Beer has long been ingrained in human history. In fact, even before humans learned how to make bread, they knew how to make beer. The first ingredients used were grain and water. Historians say that even Noah made sure to include beer among his provisions on the Ark.
It’s believed that beer has been around for nearly 12,000 years, but our hard evidence only dates back to around 4300 BC as Babylonian beer recipes transcribed on clay tablets. Even during that time, the Babylonians had up to 20 different types of beer. Around 1800 BC, the Sumerians wrote a poem on a clay tablet to Ninkasi, the goddess of beer. (Which proves that beer was a beverage to be worshipped thousands of years ago, as well–it was so valued that many payments and trades were made with beer.)
Beer was made with a variety of ingredients–maize, barley, sweet potatoes, rice–but it wasn’t until around year 822 that the Germans introduced the use of hops, which is what we use today. This innovation spread throughout Europe slowly and didn’t reach Britain until the 15th century.

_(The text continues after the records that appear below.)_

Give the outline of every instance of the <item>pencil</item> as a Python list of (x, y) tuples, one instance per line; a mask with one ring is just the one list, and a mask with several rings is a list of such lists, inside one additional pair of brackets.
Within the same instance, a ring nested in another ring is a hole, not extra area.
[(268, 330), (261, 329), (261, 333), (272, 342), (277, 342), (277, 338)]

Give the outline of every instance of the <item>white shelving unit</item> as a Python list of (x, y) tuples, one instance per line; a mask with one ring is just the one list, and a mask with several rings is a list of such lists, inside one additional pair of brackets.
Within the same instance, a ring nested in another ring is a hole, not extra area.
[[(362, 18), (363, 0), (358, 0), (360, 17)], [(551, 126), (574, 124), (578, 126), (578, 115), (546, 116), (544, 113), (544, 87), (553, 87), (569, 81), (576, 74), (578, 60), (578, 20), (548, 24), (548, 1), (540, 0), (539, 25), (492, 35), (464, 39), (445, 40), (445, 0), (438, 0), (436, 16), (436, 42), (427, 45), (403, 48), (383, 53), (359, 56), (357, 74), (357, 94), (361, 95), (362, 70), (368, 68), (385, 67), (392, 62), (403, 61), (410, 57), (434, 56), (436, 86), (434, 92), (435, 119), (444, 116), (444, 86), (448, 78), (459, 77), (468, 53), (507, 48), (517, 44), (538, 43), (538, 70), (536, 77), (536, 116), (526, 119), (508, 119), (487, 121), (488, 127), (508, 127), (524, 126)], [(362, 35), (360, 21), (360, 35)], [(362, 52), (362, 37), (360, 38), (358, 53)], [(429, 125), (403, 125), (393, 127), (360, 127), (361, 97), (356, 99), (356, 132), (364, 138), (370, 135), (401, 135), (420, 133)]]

Before the 14th and 15th centuries, beer brewing had primarily been a family practice, but it slowly transitioned into an artisan practice. In 1420, a German brewery invented the lager method of brewing beer; this and many other innovations during this time period are still used today. Some breweries, like Beck’s Brewery, founded in 1553, are still open and brewing.
Brewers that we’re familiar with today (such as Sam Adams, Miller, Coors, and Pabst) began sprouting up during the 19th century as beer grew more and more popular. In the 1890s, Pabst became the first US brewer to sell over one million barrels in a year and in 1966, Budweiser became the first to sell 10 million barrels in a year. Today, nearly 200 million barrels of beer are sold yearly in the U.S.